We’re delighted that our very own Professor Andy Friedman, CEO of PARN, recently wrote one of APM’s papers in the series, this time focusing on continuing professional development (CPD).
Scroll down to read an exclusive snippet!
In this world of rapidly improving technology, shifting legal constraints and expanding competition often associated with globalisation, the presumption that a professional who qualified 10 or 20 years ago is still competent to practise without further learning is just not credible. Even those who come to a profession later in their working life cannot allow their learning and development to stop once they attain a new qualification. CPD signals a commitment by professionals and their professional bodies that qualification is not regarded as a one-off activity – that competence to practise can be, and in most cases will be, regularly developed and reviewed.
Of course, long before the arrival of CPD, good professionals always kept up to date, reflected on their practice, looked to improve their knowledge and planned development activities. However, before CPD, there was no organised, widely held system for evidencing such activities beyond those that led to specific higher-level qualifications. Increasingly, one must not only keep up to date, but also be seen to be keeping up to date. As a systematic method of organising such activities, CPD facilitates the visibility of these efforts, and therefore their legitimacy in this world of transparency and accountability.
Professional bodies have been critical in delivering this change in expectation of professionals. It is professional bodies that have largely promulgated the concept of CPD. They monitor and evaluate CPD, and can accredit individual compliance with a formal CPD policy. This has had a profound effect on the operation of professional bodies, the activities of professions and the very nature of professionalism.
Professional bodies have, in the past, regulated professionals using three primary methods or ‘pillars’ of professionalism (Friedman and Hanson, 2010).
The first method is entry qualifications, whether by examination after formal training, recommendation after apprenticeship, approved prior learning or presentation of a portfolio of work judged to be of sufficient quality and relevance. These continue to be the primary means of distinguishing professionals.

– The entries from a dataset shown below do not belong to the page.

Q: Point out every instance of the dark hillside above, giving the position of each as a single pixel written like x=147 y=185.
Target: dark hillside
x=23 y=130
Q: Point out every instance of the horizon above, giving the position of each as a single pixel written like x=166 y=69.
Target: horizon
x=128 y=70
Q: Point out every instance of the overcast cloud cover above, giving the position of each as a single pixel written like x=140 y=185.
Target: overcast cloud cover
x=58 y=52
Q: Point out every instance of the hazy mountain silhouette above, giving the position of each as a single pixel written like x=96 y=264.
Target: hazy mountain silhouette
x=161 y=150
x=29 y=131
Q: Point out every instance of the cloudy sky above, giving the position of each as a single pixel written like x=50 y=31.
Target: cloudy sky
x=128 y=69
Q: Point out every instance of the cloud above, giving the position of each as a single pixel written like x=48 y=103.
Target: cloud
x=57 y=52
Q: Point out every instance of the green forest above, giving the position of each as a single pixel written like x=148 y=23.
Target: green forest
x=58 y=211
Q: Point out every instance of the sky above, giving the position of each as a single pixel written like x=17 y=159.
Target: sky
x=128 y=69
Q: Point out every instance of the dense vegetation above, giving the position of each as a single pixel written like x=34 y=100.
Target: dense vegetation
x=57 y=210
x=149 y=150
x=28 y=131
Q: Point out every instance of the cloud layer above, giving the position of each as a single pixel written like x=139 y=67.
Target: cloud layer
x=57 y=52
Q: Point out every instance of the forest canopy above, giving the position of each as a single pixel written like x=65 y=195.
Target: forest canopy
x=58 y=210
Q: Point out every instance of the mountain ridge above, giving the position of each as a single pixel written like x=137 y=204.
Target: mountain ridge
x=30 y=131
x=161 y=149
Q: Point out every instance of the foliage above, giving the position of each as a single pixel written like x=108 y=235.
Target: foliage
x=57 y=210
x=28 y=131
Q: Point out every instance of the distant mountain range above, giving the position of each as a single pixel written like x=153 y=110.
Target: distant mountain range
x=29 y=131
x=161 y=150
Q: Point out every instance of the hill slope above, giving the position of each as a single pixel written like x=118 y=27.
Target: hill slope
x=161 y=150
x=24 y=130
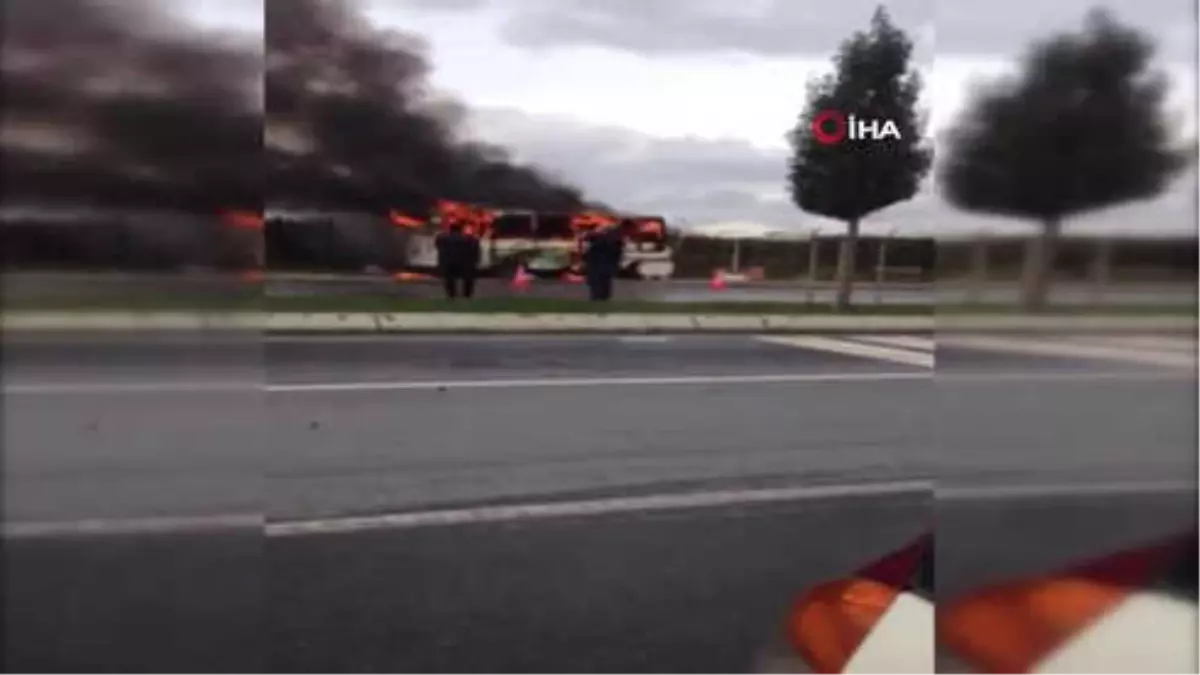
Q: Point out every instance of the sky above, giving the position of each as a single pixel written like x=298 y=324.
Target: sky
x=681 y=107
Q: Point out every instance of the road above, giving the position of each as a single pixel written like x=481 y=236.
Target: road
x=1041 y=459
x=29 y=287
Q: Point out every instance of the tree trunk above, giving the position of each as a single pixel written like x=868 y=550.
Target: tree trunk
x=1039 y=260
x=846 y=266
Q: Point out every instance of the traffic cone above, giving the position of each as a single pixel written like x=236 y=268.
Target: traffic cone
x=829 y=625
x=521 y=279
x=718 y=281
x=1015 y=627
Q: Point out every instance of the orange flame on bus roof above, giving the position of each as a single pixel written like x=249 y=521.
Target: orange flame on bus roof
x=401 y=220
x=473 y=219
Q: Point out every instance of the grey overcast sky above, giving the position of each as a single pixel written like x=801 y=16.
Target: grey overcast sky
x=681 y=106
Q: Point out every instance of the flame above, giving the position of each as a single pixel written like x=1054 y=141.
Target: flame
x=243 y=220
x=649 y=227
x=401 y=220
x=473 y=219
x=591 y=220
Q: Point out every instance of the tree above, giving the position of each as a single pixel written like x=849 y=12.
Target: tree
x=1080 y=129
x=856 y=177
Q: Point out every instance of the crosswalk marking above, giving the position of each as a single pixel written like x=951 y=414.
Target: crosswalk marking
x=916 y=342
x=852 y=348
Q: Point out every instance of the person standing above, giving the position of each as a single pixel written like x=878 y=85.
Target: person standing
x=459 y=254
x=601 y=260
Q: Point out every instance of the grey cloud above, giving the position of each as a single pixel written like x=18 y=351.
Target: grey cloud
x=791 y=28
x=703 y=180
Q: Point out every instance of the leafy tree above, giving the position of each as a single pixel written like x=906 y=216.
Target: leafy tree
x=853 y=178
x=1080 y=129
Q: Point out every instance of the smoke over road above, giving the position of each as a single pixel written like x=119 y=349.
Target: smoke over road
x=352 y=123
x=119 y=105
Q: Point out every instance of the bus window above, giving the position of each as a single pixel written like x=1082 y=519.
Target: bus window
x=646 y=233
x=555 y=226
x=514 y=226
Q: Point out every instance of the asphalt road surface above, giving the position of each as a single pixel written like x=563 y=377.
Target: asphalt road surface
x=29 y=287
x=1041 y=460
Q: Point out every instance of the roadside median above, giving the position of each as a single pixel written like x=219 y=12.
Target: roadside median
x=498 y=322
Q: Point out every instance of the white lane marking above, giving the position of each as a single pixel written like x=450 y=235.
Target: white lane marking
x=851 y=348
x=543 y=511
x=645 y=339
x=166 y=387
x=900 y=341
x=1035 y=490
x=100 y=526
x=983 y=377
x=580 y=382
x=1071 y=350
x=900 y=643
x=174 y=387
x=1146 y=633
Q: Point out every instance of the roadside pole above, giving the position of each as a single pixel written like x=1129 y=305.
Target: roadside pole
x=814 y=261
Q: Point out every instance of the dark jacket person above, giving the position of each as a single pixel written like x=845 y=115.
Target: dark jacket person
x=601 y=261
x=457 y=261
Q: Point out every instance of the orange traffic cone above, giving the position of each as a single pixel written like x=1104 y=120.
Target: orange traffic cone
x=829 y=623
x=521 y=279
x=1011 y=628
x=718 y=281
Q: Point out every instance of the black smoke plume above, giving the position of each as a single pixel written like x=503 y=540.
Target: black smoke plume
x=352 y=124
x=126 y=131
x=118 y=105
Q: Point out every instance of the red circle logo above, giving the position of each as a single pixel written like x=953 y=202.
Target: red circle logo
x=828 y=127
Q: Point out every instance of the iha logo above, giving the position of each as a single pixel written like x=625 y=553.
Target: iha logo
x=832 y=126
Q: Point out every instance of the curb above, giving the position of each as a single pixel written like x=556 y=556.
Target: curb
x=570 y=323
x=574 y=323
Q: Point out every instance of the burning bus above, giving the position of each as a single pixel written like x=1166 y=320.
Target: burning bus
x=545 y=244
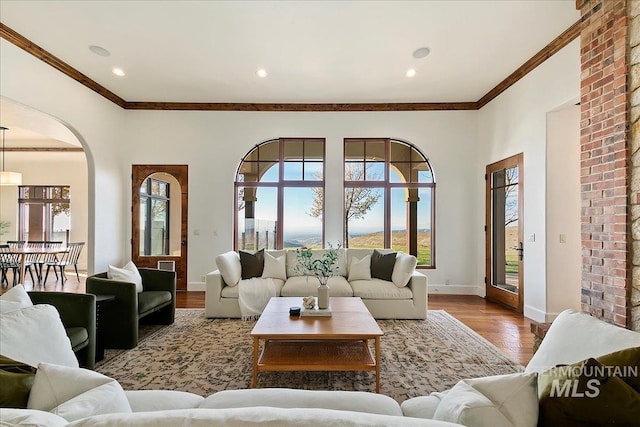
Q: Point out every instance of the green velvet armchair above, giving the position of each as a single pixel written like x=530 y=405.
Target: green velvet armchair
x=120 y=319
x=78 y=315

Entry qualifications have been supplemented for many years by complaints and disciplinary procedures to sanction those found to be incompetent, incapable or untrustworthy. This second pillar of professionalism is guided by codes of ethics, and operates through investigative procedures, hearings and appeals processes. There has always been a third method of regulating professionals, but it has, until CPD, been far less visible outside the professions. This is the positive support for good professional practice offered by professional bodies. It includes organising seminars and conferences, publishing information that can guide practice, providing helplines and advice, and running member networks, including branches, special interest groups and specialist groups. These all contribute to communities of practice and the culture of professionalism that allows new knowledge and good practice techniques to be generated and disseminated. CPD has become the mainstay of this third pillar of professionalism, systemising development activities and helping to make them potentially visible to other professionals, clients/ patients, employers and the general public.
This is a significant change. CPD has formalised this third pillar of professional regulation and makes it not only more visible, but also potentially more closely connected to improvements in practice and in impacts on those receiving professional services.
Professional bodies have always recorded attendance at events and meetings. However, the motivation for this was recording the popularity of events; attendance would be added up to show the events’ success in terms of attracting members and covering costs. What did not occur was reviewing which individual members attended. It is the tracking of individual member activities, and/or their plans and reflections on the contributions of activities to their learning and practice, that is new with CPD. This has made professional bodies more closely linked to the ongoing practice of professionals, and professionals have, consequently, become more engaged with their professional bodies.